SAN MATEO (05/15/2000) - E-businesses that are too grasping in claims to ownership of their customers' content may find themselves holding a tiger by the tail.
Readers responded to my recent column about "content-grabbing" licenses with outrage or bemusement (see "The new licensing terms: When you create content, it belongs to someone else," www.infoworld.com/printlinks). Many were upset to find some vendors also have licenses that claim intellectual property rights to content created by users. Others were intrigued with some of the consequences they foresee greedy vendors possibly bringing upon themselves.

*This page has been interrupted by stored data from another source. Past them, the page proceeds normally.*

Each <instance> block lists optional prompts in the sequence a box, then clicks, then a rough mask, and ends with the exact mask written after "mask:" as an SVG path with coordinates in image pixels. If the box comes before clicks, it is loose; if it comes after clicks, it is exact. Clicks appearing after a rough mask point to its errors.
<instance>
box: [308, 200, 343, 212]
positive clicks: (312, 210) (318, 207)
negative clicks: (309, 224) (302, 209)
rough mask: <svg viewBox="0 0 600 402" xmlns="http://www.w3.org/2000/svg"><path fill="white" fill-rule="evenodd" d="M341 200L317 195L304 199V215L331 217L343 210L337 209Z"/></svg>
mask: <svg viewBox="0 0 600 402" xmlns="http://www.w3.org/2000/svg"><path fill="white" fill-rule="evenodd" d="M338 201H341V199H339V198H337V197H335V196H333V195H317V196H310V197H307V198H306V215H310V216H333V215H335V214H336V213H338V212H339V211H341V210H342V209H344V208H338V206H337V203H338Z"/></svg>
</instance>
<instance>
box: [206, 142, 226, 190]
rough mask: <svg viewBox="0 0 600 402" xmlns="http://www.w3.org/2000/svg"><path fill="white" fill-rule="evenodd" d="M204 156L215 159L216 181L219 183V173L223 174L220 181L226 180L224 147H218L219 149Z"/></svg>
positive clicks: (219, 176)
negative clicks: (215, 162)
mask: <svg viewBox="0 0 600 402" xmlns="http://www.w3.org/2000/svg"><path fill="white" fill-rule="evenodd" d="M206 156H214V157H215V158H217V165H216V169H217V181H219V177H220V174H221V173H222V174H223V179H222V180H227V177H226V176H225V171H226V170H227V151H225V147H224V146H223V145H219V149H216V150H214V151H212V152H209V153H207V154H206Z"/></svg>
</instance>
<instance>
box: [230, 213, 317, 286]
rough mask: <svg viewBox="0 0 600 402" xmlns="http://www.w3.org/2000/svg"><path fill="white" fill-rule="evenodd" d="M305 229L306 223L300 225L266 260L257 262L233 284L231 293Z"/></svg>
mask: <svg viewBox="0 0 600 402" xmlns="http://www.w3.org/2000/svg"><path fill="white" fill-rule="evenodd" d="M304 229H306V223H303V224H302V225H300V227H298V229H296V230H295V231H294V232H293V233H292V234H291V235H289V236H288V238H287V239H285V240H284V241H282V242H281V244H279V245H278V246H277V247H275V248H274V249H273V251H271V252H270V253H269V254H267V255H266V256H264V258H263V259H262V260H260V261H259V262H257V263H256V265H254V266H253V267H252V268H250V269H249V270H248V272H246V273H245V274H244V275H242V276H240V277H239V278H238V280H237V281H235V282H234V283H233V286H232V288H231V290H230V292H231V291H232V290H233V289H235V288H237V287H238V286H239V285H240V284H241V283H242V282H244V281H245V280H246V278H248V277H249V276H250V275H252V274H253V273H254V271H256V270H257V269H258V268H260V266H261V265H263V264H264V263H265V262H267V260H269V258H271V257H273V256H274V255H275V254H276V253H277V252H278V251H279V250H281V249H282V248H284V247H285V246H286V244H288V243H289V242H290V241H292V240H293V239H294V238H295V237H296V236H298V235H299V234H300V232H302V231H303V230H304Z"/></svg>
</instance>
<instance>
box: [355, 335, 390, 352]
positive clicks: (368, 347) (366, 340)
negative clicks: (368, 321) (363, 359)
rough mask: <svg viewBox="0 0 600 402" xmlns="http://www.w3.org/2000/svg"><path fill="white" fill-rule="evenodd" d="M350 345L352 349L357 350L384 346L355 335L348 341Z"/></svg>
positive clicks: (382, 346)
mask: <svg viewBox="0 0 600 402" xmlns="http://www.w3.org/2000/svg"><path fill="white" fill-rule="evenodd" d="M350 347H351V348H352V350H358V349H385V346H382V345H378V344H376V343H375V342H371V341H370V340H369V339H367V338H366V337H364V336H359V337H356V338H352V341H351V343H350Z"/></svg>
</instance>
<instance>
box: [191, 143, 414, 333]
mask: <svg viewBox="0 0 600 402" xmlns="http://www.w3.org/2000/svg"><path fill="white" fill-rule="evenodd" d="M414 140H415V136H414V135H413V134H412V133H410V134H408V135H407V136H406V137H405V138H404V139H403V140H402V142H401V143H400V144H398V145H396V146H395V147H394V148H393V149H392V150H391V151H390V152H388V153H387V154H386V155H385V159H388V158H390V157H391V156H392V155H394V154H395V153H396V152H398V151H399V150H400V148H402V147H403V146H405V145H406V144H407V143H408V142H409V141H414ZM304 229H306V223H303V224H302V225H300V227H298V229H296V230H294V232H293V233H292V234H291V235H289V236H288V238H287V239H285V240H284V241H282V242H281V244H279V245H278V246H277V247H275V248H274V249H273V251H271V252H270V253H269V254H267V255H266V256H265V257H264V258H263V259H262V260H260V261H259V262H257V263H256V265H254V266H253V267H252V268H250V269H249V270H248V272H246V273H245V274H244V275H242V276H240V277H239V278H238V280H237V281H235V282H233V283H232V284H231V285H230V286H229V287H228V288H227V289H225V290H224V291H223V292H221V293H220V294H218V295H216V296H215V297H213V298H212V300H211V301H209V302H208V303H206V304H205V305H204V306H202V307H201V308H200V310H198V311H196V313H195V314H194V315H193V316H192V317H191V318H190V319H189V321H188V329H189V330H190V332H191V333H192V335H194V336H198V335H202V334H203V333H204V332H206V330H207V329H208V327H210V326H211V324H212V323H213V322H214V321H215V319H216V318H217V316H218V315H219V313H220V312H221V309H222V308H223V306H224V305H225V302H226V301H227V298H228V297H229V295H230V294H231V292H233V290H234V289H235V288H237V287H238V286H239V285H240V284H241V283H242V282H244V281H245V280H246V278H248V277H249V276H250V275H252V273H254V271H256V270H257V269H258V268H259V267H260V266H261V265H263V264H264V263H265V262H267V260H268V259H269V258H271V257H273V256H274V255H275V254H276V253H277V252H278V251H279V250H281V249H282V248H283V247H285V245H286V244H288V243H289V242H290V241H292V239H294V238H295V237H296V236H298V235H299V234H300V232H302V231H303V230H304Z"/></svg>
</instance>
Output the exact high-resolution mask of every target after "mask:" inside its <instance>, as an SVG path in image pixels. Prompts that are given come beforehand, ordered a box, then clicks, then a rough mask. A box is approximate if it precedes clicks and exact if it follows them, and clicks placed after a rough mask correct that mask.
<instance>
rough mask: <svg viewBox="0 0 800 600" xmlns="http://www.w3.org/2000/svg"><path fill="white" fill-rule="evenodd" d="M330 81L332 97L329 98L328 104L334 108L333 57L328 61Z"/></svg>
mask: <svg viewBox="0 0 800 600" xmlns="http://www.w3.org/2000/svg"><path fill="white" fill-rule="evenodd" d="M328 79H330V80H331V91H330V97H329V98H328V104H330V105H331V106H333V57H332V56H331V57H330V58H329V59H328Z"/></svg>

Just to review, the content-grabbing terms I'm talking about are of the type exemplified last year by Yahoo Inc. when it introduced language to the terms of service for newly acquired GeoCities that claimed ownership of all content posted by the Web-hosting service's customers. The hallmark of these terms is the company's all-encompassing assertion of rights to use the content for any purpose it chooses. More reasonable terms, such as those Yahoo eventually adopted for GeoCities, make it clear that the user is granting rights only for the limited and obvious purposes that are the point of the transaction: posting a message he or she wants others to read.
Vendors with content-grabbing licenses invariably say that people are reading too much into what the words seem to say and that they have no intention of actually selling customers' content. But readers pointed out a number of situations where they've seen evidence that the words do mean what they say.

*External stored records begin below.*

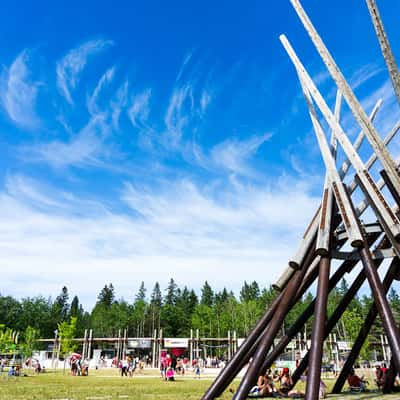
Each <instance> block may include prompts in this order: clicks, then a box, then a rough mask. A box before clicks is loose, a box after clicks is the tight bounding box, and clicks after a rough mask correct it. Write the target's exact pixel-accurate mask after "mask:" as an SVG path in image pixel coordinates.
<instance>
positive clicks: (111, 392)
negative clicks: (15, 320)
mask: <svg viewBox="0 0 400 400" xmlns="http://www.w3.org/2000/svg"><path fill="white" fill-rule="evenodd" d="M211 382H212V379H211V378H202V379H200V380H195V379H194V378H193V377H192V376H187V377H184V378H182V377H178V378H177V380H176V382H165V381H162V380H161V379H160V378H158V377H155V376H151V375H149V374H143V375H135V376H134V377H133V378H125V377H124V378H121V377H119V376H118V375H117V371H116V370H112V369H108V370H102V371H92V373H91V375H90V376H89V377H73V376H70V375H69V374H68V371H67V372H66V373H65V374H63V373H62V372H57V373H55V372H46V373H44V374H40V375H34V374H29V376H26V377H18V378H12V379H7V378H6V377H5V376H3V377H2V378H0V400H22V399H24V400H25V399H29V400H108V399H113V400H114V399H115V400H117V399H120V400H123V399H135V400H144V399H145V400H152V399H154V400H176V399H187V400H191V399H193V400H195V399H196V400H198V399H200V398H201V396H202V394H203V393H204V392H205V390H206V389H207V388H208V387H209V385H210V383H211ZM325 382H326V383H327V385H328V386H329V387H331V386H332V385H333V380H326V381H325ZM237 384H238V382H237V383H234V384H233V386H235V387H236V386H237ZM382 397H383V396H382V394H381V393H379V392H374V391H371V392H369V393H365V394H362V395H355V394H343V395H339V396H332V395H329V396H328V398H329V399H337V400H339V399H346V400H353V399H354V400H356V399H365V400H367V399H371V400H372V399H381V398H382ZM231 398H232V393H229V392H226V393H225V394H224V395H223V396H222V397H221V399H231ZM384 398H385V399H387V400H395V399H399V398H400V396H399V394H394V395H389V396H384Z"/></svg>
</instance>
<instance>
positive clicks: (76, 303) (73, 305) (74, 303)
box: [69, 296, 79, 317]
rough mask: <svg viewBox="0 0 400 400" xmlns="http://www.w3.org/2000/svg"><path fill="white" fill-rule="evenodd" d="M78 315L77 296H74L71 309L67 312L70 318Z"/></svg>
mask: <svg viewBox="0 0 400 400" xmlns="http://www.w3.org/2000/svg"><path fill="white" fill-rule="evenodd" d="M78 314H79V298H78V296H74V298H73V299H72V301H71V307H70V310H69V315H70V317H78Z"/></svg>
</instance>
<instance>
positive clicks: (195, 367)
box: [194, 362, 201, 379]
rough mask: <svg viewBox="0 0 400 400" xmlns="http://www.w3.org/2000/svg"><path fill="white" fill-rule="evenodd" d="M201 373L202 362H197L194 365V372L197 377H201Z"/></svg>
mask: <svg viewBox="0 0 400 400" xmlns="http://www.w3.org/2000/svg"><path fill="white" fill-rule="evenodd" d="M200 373H201V371H200V363H199V362H197V363H196V364H195V365H194V374H195V377H196V378H199V379H200Z"/></svg>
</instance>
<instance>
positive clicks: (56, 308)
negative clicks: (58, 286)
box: [53, 286, 69, 322]
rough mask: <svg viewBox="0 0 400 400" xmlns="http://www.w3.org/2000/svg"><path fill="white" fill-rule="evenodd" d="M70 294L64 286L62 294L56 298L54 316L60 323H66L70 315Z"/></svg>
mask: <svg viewBox="0 0 400 400" xmlns="http://www.w3.org/2000/svg"><path fill="white" fill-rule="evenodd" d="M68 299H69V294H68V289H67V287H66V286H63V288H62V289H61V293H60V294H59V295H58V296H57V297H56V300H55V302H54V304H53V314H54V318H56V320H57V321H58V322H62V321H66V320H67V319H68V314H69V304H68Z"/></svg>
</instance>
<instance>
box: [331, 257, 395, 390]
mask: <svg viewBox="0 0 400 400" xmlns="http://www.w3.org/2000/svg"><path fill="white" fill-rule="evenodd" d="M399 267H400V262H399V260H398V259H393V261H392V263H391V265H390V267H389V270H388V272H387V273H386V276H385V279H384V281H383V286H384V290H385V293H387V292H388V290H389V288H390V286H391V284H392V282H393V280H394V279H395V276H396V273H397V270H398V268H399ZM377 315H378V310H377V308H376V306H375V304H373V305H372V306H371V308H370V310H369V312H368V314H367V317H366V318H365V321H364V324H363V326H362V327H361V329H360V332H359V334H358V336H357V339H356V340H355V342H354V344H353V347H352V349H351V352H350V354H349V356H348V358H347V360H346V362H345V363H344V365H343V368H342V371H341V372H340V374H339V376H338V378H337V380H336V382H335V386H334V387H333V389H332V393H336V394H338V393H340V392H341V391H342V388H343V385H344V384H345V382H346V379H347V377H348V375H349V373H350V370H351V368H353V365H354V363H355V361H356V359H357V357H358V355H359V354H360V351H361V348H362V346H363V344H364V342H365V340H366V339H367V336H368V334H369V331H370V329H371V326H372V324H373V323H374V321H375V319H376V316H377Z"/></svg>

One reader reported that, even after protracted negotiations, a mapping-software vendor refused to change wording in its license that appeared to give the company rights to the maps customers create.
"The negotiations between them and the lawyers went on for a little more than six months," the reader wrote. "After that amount of time, we got fed up and cancelled the order. The feedback I got from them was 'we're trying to get this resolved,' but [they] were somewhat indignant that we had a problem with the clause to begin with; their response several times was 'others don't have a problem with the clause.' ""All you have to do is look at the licensing agreements connected to the genealogy information of many 'free' genealogy sites out there and you will see it is exactly what you complain about," wrote another reader. "The implication, however, is that all these good folks who have uploaded their findings are spending hours and hours in libraries[and] their own funds in accessing documents in national, state, and local archives, stomping around in cemeteries, and collecting up those ancestors. Then they put what they know out for public consumption and to make 'family' connections. The more mercenary site owners are already taking the information and turning it into mass market CD-ROMs for purchase by many, many libraries."

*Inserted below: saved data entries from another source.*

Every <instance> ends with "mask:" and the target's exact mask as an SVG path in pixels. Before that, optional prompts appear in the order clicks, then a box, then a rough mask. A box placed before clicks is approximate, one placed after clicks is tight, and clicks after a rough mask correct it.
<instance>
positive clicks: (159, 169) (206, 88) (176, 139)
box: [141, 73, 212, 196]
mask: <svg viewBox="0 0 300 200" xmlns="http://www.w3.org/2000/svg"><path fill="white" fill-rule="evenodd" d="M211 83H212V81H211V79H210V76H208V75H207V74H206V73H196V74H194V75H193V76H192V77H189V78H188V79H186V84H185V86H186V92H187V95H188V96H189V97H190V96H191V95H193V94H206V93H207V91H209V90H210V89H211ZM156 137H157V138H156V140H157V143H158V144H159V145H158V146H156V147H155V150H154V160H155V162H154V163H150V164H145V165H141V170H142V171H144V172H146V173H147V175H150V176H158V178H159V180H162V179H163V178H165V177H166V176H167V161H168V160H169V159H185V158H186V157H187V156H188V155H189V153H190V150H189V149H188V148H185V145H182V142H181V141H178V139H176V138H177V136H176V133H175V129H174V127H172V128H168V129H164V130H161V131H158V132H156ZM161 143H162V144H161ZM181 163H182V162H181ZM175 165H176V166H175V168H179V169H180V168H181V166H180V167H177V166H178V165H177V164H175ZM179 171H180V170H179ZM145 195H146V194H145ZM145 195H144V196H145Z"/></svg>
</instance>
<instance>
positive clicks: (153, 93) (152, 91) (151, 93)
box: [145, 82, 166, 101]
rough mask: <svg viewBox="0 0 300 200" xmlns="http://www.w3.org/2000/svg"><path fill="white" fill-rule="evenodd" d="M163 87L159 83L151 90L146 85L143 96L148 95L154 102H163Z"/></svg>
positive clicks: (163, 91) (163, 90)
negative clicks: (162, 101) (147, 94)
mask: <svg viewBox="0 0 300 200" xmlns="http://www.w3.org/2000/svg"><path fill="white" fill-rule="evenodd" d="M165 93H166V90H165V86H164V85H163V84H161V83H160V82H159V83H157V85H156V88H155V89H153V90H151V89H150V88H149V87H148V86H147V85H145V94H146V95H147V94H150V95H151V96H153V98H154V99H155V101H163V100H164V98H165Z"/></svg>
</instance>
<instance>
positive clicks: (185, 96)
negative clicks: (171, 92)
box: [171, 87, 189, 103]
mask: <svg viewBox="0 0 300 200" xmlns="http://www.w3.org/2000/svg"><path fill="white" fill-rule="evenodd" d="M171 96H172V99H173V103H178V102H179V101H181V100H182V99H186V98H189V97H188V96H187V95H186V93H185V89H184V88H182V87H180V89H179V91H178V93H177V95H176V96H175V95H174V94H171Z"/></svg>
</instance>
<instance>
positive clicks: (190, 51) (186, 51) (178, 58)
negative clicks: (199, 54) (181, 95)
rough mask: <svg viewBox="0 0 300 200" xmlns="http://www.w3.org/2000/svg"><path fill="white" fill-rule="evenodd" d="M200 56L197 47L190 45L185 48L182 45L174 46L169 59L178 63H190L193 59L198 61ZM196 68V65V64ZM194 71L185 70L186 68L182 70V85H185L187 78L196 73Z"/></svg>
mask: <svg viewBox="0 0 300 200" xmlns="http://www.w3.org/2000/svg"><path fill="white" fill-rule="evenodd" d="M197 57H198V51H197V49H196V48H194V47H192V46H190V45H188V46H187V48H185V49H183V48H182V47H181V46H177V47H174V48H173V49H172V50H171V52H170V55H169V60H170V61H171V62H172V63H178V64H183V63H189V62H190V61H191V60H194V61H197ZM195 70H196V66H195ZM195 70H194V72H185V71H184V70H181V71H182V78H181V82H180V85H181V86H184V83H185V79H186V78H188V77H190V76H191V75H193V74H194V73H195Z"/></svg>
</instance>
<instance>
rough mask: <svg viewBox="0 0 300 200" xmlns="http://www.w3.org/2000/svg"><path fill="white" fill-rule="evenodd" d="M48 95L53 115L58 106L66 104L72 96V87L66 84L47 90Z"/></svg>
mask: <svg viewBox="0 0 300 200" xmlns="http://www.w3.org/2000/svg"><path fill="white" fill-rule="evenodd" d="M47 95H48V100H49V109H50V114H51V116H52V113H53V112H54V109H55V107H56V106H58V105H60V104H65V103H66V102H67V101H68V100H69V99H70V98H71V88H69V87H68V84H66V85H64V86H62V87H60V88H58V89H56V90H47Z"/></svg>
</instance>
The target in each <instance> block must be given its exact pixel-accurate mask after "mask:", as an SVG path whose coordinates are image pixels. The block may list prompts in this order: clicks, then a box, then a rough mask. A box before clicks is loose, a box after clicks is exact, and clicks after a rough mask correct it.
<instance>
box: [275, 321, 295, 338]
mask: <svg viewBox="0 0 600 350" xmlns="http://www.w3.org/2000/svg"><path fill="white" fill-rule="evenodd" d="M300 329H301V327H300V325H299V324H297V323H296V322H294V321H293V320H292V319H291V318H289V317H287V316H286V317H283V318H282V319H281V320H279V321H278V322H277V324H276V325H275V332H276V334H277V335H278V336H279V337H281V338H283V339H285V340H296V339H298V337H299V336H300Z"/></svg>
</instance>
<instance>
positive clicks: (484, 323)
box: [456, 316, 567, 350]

Many readers believe that content-grabbing tactics could backfire. Owning all that content means they own the good and the bad, after all. Might that not mean that they could be held responsible for the bad stuff?
"If these sites are so gung ho on appropriating all content on their sites, aren't they then liable for any slander, libel, pornography, sedition, treason, and other offensive content?" wrote one reader. "They can't have it both ways.
Either they own it or they don't."
Of course, the main theme of all of these licenses is that the e-business disclaims all responsibility for anything customers do with their service, so vendors certainly intend to have it both ways. I won't even try to guess in what, if any, situations they might actually be held liable, but at the very least I think they'll find their content-grabbing terms lead them into some ugly places. For example, a porn-site operator wrote he's delighted to see big online services using content-grabbing licenses because it means he can threaten to sue them when their users post pictures they stole from his site.
The biggest threat vendors with content-grabbing terms are opening themselves up to isn't a legal one; it's political. Several readers pointed to the Columbine shootings and another case last fall in New Hampshire where a young woman was slain by a stalker who'd posted his plans ahead of time on many Web sites. After such tragedies, everyone looks for someone to blame and, inevitably, some fingers get pointed at the online services because they didn't monitor e-mail or Web sites.
The last thing any of us want is for ISPs to be forced to monitor our online activities. We might as well just shut down the Internet and find something else to play with. But vendors who lay claim to their users' content are running the risk of inciting public wrath all the more if they come under scrutiny after the next tragedy. Is it worth it?